I particularly remember a 2015 episode of The Late Show with Stephen Colbert in which Biden addressed the tragic losses of his first wife and daughter in a car crash, and of his son Beau to brain cancer. He spoke about Beau very lovingly and relayed a self-deprecating quote from his dad: “You know you’re a success as a parent when you turn and look at your child and realize they turned out better than you.” Despite holding the nation’s second highest office, he seemed to have no qualms about sharing his pain and vulnerabilities.
There’s a myth among some people in positions of power that leadership requires a tough exterior and no signs of humility. To me, this is a dangerous approach, because it means that there aren’t any internal checks on potential abuses of authority. Someone who, on the other hand, approaches leadership with a healthy dose of modesty is more likely to empathize with others and to know which behaviors aren’t furthering group goals. In my opinion, it takes more strength to let down one’s guard from time to time than to constantly keep it up.
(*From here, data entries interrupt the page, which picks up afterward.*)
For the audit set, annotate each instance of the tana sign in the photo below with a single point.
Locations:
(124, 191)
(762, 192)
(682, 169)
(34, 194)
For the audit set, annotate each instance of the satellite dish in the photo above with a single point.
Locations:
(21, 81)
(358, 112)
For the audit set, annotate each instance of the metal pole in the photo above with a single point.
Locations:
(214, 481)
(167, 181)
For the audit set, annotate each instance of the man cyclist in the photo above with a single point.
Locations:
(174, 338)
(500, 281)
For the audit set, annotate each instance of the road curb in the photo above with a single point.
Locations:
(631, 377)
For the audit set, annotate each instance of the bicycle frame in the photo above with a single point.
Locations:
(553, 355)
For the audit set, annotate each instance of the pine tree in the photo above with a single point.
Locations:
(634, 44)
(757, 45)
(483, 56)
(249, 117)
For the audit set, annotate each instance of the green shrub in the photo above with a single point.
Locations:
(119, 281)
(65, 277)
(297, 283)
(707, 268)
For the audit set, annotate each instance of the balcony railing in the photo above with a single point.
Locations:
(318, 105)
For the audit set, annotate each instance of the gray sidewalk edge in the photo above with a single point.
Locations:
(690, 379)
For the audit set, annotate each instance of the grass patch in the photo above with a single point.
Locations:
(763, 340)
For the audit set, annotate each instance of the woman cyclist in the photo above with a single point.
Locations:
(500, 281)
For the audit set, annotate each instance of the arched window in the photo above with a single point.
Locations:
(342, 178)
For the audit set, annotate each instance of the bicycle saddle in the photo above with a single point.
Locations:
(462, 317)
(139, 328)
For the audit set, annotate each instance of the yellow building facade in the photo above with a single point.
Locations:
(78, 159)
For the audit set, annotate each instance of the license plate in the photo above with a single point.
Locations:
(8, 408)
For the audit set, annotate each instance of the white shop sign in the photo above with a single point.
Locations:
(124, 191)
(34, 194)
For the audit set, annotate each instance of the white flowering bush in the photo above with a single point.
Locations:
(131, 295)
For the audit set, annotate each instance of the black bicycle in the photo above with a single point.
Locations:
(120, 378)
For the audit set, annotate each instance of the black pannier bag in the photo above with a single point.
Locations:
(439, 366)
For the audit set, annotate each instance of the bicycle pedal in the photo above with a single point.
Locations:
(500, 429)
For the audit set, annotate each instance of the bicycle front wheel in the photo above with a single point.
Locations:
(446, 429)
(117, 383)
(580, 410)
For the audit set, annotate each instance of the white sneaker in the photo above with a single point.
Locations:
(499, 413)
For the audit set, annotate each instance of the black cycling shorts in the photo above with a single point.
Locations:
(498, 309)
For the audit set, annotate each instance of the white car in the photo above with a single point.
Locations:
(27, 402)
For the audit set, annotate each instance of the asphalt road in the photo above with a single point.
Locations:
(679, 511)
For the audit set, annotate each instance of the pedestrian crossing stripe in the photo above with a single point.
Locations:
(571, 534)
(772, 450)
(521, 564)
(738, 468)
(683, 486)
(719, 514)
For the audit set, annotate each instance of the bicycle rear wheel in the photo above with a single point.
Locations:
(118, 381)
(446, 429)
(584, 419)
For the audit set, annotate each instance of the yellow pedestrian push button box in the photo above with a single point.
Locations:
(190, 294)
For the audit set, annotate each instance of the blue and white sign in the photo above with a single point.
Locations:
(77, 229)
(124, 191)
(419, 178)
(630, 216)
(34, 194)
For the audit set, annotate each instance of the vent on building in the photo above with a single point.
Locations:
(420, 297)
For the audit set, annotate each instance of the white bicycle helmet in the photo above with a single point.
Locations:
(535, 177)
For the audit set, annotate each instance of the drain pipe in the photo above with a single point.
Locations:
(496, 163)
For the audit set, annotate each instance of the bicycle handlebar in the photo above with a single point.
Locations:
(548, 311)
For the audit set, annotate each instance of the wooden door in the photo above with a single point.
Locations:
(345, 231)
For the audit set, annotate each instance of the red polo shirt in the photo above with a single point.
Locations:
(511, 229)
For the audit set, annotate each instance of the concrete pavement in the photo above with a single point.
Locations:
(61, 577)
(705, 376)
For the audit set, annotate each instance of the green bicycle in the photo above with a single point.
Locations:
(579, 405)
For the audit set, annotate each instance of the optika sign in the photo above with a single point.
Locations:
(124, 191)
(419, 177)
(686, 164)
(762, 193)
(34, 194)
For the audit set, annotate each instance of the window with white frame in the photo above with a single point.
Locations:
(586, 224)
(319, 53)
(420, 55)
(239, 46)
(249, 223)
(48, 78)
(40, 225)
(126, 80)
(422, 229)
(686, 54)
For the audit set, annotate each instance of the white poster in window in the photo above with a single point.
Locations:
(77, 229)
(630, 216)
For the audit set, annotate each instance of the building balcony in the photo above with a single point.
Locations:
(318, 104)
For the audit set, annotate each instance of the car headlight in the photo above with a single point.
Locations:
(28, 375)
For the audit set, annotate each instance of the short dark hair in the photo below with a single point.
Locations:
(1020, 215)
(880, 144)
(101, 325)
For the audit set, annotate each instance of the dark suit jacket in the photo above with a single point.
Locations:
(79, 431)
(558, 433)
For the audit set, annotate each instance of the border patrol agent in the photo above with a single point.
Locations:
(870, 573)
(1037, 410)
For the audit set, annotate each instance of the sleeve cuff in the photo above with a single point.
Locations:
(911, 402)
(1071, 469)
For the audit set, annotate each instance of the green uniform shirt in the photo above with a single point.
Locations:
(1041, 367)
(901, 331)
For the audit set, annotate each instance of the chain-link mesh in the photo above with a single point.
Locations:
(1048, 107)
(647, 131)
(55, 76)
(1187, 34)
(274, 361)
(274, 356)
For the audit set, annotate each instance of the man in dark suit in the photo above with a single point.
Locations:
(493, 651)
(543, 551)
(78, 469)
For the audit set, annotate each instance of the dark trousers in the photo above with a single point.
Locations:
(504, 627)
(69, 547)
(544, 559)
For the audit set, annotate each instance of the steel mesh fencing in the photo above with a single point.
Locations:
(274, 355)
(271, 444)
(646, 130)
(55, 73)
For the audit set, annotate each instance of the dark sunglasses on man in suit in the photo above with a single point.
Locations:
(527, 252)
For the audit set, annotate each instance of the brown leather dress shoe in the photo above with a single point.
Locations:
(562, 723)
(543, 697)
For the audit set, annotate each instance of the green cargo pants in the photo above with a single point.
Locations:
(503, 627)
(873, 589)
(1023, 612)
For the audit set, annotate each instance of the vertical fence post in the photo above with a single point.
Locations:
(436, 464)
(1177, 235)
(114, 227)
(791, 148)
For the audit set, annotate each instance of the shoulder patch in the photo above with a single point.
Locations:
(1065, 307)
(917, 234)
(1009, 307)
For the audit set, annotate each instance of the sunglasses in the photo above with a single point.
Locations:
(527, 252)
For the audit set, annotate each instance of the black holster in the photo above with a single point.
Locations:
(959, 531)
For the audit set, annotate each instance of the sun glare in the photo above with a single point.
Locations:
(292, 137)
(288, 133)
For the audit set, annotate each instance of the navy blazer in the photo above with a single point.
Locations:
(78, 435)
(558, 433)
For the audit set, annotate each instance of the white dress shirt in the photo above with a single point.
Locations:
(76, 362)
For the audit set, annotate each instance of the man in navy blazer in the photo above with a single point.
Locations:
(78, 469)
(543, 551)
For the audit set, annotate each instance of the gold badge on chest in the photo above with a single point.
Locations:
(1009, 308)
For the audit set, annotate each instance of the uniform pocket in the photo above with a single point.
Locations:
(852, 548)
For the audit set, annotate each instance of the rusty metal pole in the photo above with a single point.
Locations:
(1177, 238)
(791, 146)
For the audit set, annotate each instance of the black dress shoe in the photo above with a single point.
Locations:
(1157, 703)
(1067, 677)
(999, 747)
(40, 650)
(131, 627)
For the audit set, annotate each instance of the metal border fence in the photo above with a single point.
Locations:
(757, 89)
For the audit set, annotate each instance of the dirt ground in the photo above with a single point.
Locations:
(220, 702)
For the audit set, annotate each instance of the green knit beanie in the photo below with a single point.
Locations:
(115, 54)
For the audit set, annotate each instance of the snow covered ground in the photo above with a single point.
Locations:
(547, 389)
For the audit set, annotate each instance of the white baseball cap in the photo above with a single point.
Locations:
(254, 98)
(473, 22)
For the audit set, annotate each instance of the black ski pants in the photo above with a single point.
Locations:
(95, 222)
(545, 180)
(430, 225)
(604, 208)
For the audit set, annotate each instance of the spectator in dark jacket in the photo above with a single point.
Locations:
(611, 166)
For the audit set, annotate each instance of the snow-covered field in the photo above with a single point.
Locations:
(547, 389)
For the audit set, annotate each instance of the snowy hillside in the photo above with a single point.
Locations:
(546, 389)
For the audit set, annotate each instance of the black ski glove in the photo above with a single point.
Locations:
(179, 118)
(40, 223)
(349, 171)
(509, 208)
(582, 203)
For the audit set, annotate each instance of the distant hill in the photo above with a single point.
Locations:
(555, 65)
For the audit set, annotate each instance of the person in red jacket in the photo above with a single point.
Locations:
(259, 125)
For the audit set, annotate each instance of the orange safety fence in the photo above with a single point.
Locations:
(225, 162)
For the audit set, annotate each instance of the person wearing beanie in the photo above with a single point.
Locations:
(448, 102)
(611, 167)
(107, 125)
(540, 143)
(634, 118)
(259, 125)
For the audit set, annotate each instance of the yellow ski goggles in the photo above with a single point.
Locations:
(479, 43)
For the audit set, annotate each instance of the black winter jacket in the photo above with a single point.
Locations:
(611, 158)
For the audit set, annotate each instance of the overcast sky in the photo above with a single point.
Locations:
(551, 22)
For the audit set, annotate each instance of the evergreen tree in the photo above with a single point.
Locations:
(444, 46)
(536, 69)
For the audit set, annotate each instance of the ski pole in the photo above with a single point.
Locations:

My dad is another person I look up to who consistently keeps himself honest, despite his great success as a graphic designer. He’s best known for having designed the logo for the band Chicago, and when he was asked to stand up in the middle of their concert to be recognized for his work, he respectfully remained seated. For him, the reward for hard work is not praise and admiration, but rather the satisfaction of bringing joy and beauty to others.
Expanding on the quote from Biden’s dad, I think that success is evident when you see something better than yourself not just in your kids, but in everyone you encounter. This mindset enables leaders to see, for example, that a team member or a partner can provide a particular skill or capability that the organization doesn’t already have. It may seem counterintuitive to some, but without a sense of humility, it’s impossible to maximize group strength.